Small crowd but good party at Independence Pass
A smaller than usual crowd braved strong winds at the summit of Independence Pass on Wednesday to watch the USA Pro Challenge bicycle racers snake their way up the east side.
But those who made the trip by bicycle or vehicle didn’t let the wind chill dampen their spirits. A couple dressed as a devil and angel were cheering on recreational cyclists as well as the pros. Two friends from Carbondale were dressed as bears and letting out roars as riders whizzed past. Chicken man ran alongside cyclists. Others in the crowd exuberantly imbibed and danced to tunes cranked by a mobile DJ.
It was impossible to gauge the size of the crowd because they were strung out on the Twin Lakes sides of the pass and at the summit. It felt far short of an estimated 5,000 fans that swarmed the summit in the inaugural event in 2011.
Veteran Pro Challenge spectator Zack Frisch, an Aspen native who now lives in Denver, arrived at the Independence Pass summit about two hours before the event and asked, “Where is everyone?”
Crowd members speculated that the lack of established professionals reduced interest and that the cold, windy conditions at the summit changed minds about attending. Some race fans have insisted that the U.S. Forest Service’s ban of camping at the summit and its approaches ruined a good thing from the first year of the event, when the ban wasn’t in place.
Martha Moran, recreational staff manager for the Aspen-Sopris Ranger District, said the decision was the right one for the sake of the high-altitude ecosystem.
“If we had allowed that (camping), it would have been trampled,” Moran said. “It wasn’t sustainable.”
The Forest Service has promoted its campgrounds with race fans and made special allowances for roadside camping at places such as the Lower Lost Man Loop Trailhead. The Difficult, Weller and Lost Man campgrounds filled Tuesday evening, she said.
Camping restrictions weren’t a bother for Dwayne Dilley of Texas. He and a friend plan to follow the stage race all week and camp at strategic spots along the way. They camped near Twin Lakes on Tuesday night to be close to Wednesday’s action. They rode their bikes from Twin Lakes, the town, to the summit.
Dilley said he and his buddy are big race fans and wanted to follow a pro race. Their vacation had an added benefit. “We get out of the Texas heat for a while,” he said.
Brian Hoffmeyer and Jayson VanShura, friends from Denver, were camping and following the tour for the fourth time in its five years.
“We call it man-cation,” Hoffmeyer said. They party with some of the same people each year, though they don’t get together with them other than at the race. It’s good bonding time, Hoffmeyer said, and a good chance to drink some beer.

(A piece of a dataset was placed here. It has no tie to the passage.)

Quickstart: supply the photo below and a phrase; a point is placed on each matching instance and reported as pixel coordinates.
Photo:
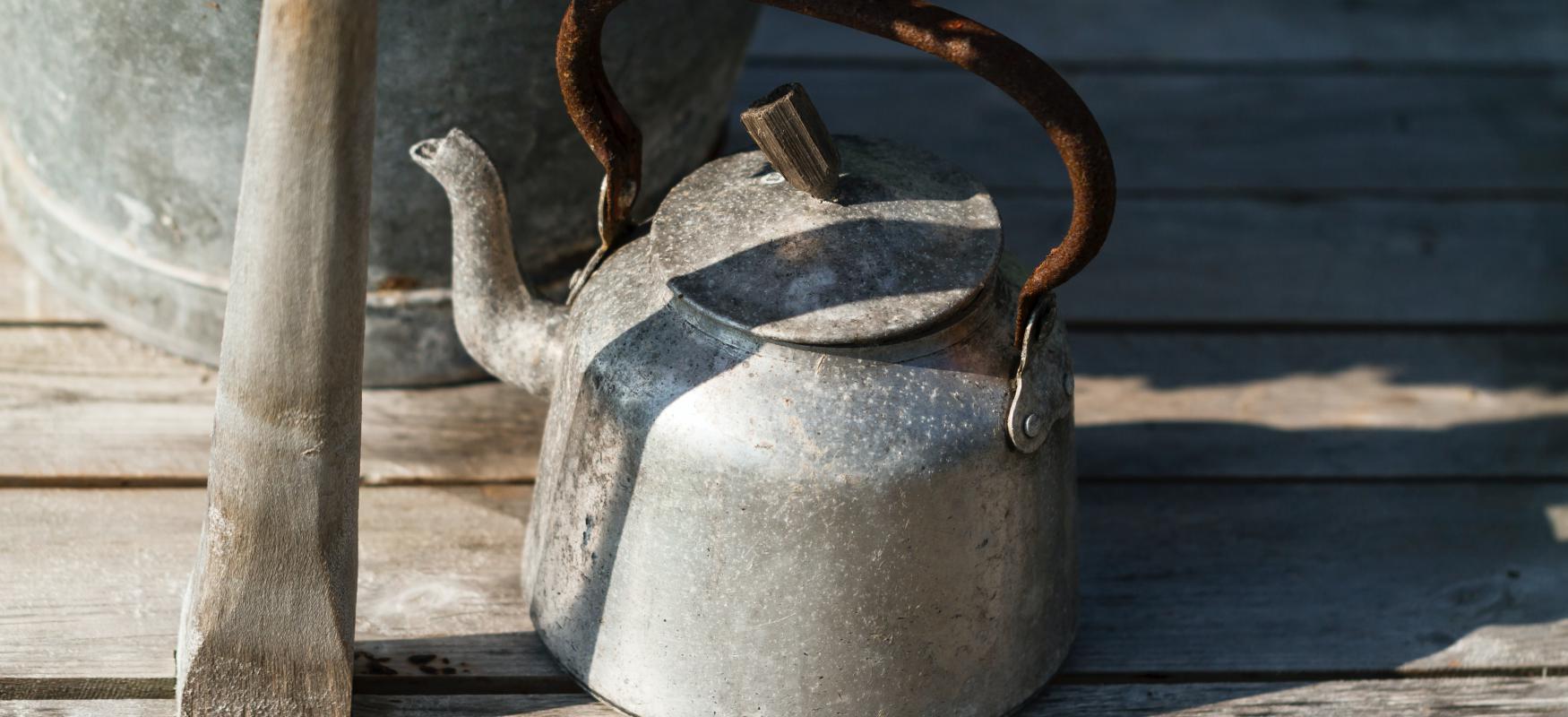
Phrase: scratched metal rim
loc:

VanShura said he reserves the week of the Pro Challenge as quickly as possible on his company’s vacation calendar. He hopes the race continues well into the future. He sees it as a good way to learn about the up-and-coming professionals in pro cycling and to show them support.
Hoffmeyer and VanShura parked at the summit of Independence Pass, then rode 5 miles down the Twin Lakes side and back up to get a feel for the course.
“It lets you drink more beer,” Hoffmeyer said of the exercise.
Steady streams of riders came up both the Aspen and Twins Lakes sides of the pass to watch the race.
Dave Serke of Lafayette, Colorado, and his friends arrived at the summit at 9 a.m., found a spot a near the mobile DJ blasting tunes and started the party. Their dancing shifted into higher gears as the time for racers to arrive approached. By 1:30 p.m., they had attracted a fun-loving crowd just east of the Independence Pass summit.
The fun-loving crowd created a narrow passage way about an hour before the racers arrived. They danced, drank, joked with state troopers and rang cowbells as scores of recreational riders reached the top.